The webcams are not accessible from the Ice Alaska web site yet, but you haven't missed much. All we've done to our block so far is to drill holes into it from the rear and mark up the sides. When the webcam is up, it should be accessible from here. Hey, it looks like Junichi and Heather are carving an octopus. I bet they made sucker bits too! Weird. Last year it seemed that everybody was carving birds, including us, so I guess we've been assimilated into the collective consciousness.

bed time

Some joker at Belfair added to our model. Lars is still working on lesson plans, but I'm going to bed.

site 40

Lars and I will be carving in site 40 which is the closest site to the warming hut and most of the other facilities at Ice Park. Watch us on our webcam at icealaska.com starting Tuesday at 9:00 AM AKST.

a long Monday

I was glad to be able to go back to bed for a while after Lars went to work. A couple hours later I had breakfast with Sharon and then spent some time preparing a new official sketch (to submit to Ice Alaska) from the clay model. I also drew side and front block layout diagrams so that we will know where to start cutting Tuesday morning. Later in the day I made the smallest two sucker bits and tested and tuned the entire set. The two largest bits were considerably out of alignment, so they chattered a great deal, causing terrible destruction to the ice. I was able to straighten out their shafts with a hand file, and this improved their performance greatly.

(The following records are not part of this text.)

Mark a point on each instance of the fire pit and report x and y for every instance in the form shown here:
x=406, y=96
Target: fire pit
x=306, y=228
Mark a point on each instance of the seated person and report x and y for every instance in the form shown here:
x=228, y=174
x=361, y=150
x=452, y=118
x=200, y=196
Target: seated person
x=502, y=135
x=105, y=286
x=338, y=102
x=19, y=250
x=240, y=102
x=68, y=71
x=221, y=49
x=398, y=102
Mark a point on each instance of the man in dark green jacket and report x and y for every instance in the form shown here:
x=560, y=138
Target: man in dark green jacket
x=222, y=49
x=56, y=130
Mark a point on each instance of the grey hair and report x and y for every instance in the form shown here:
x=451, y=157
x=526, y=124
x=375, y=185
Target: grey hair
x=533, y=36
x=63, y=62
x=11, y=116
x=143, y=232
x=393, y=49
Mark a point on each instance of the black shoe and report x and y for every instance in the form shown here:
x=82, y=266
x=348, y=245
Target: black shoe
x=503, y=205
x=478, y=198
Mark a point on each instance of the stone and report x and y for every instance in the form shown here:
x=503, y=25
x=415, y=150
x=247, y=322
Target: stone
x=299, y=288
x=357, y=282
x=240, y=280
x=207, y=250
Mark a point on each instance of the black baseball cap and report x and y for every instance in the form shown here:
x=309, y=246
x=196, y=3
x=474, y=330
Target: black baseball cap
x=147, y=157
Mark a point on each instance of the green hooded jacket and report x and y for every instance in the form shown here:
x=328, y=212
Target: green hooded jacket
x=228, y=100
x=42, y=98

Lars returned to Belfair in the afternoon. We disassembled Sleipnir and the lathe, loaded up the trailer, and headed to ice park. Just past UAF, a neighborly driver informed us that the trailer had a flat tire! Since were were only a mile from Ice Park, Lars decided to drive on slowly. Thankfully it turned out that the tire did not suffer any additional damage; Lars was able to re-inflate it for the short trip from the parking lot to our site later in the evening.

Registration was quick and easy, and we found out that, since we are now five year veterans, we are eligible for Ice Alaska jackets! My ears perked up when I heard this as I really could use a new coat right now. Alas, it turns out that it is likely to be a while (like years) before we receive them.

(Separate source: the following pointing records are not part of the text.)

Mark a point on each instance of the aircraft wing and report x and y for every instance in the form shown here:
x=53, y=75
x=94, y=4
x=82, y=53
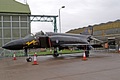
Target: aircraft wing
x=74, y=44
x=80, y=45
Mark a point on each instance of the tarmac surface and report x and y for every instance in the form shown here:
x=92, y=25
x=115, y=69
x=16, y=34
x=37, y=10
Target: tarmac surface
x=100, y=66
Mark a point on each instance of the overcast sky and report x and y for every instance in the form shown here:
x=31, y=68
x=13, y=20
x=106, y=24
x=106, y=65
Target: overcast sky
x=76, y=14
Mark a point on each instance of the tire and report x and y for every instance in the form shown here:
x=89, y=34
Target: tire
x=87, y=53
x=29, y=59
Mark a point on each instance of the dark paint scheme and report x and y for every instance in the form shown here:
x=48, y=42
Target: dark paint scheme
x=49, y=40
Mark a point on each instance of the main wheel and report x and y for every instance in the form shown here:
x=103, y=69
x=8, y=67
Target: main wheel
x=87, y=53
x=29, y=59
x=55, y=54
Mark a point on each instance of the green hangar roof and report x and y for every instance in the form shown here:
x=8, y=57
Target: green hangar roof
x=12, y=6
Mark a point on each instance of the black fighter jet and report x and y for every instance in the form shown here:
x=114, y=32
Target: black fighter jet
x=53, y=40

We went to our site and found that it was already set up with power, lights, sawhorses, a bucket, and a working webcam. Nice! Jasper expertly tweaked our block for us with a zoom boom so that the smaller face is turned toward the road, and we were off to the warming hut for dinner and the safety meeting.

After dinner Lars moved the trailer while I carried scaffolding parts to our site. Then we set up Sleipner and the lathe and a few other things. Our site happens to be at the end of a row, so we had plenty of room to set up the trailer and the big equipment, though it will probably out of view of the webcam.

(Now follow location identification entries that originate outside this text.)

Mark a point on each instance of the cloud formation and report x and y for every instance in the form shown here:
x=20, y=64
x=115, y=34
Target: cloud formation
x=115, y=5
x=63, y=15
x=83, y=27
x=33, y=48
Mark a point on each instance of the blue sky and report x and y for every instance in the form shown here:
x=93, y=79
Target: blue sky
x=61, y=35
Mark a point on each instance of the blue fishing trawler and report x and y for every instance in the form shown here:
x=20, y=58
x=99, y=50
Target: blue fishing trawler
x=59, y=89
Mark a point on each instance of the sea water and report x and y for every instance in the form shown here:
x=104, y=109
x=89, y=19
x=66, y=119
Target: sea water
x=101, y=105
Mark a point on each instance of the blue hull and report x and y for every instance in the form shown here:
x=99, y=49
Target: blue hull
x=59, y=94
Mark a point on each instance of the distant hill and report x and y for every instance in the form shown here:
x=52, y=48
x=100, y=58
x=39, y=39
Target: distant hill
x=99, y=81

Now Lars and I are sitting in his classroom. I'm blogging while he finishes lesson plans for his sub. We'll be in bed at Belfair before long (I hope).

modeling

After my arrival at Belfair Sunday night, Lars and I looked over all our equipment and started planning the activities of the next 36 hours before the start of the Single Block Classic. Before going to bed we had a design session, reviewing several sketches we had made and modeling some of them with clay. He ended up with a model that I liked but didn't love, and I made a model that he liked but didn't love. We decided to go with his model, but I wasn't thrilled with the overall look. The core features of the monster were great, but the tentacles extending upward and outward from the base of the sculpture had a look that was sort of, well, floral. I was hoping for something more menacing.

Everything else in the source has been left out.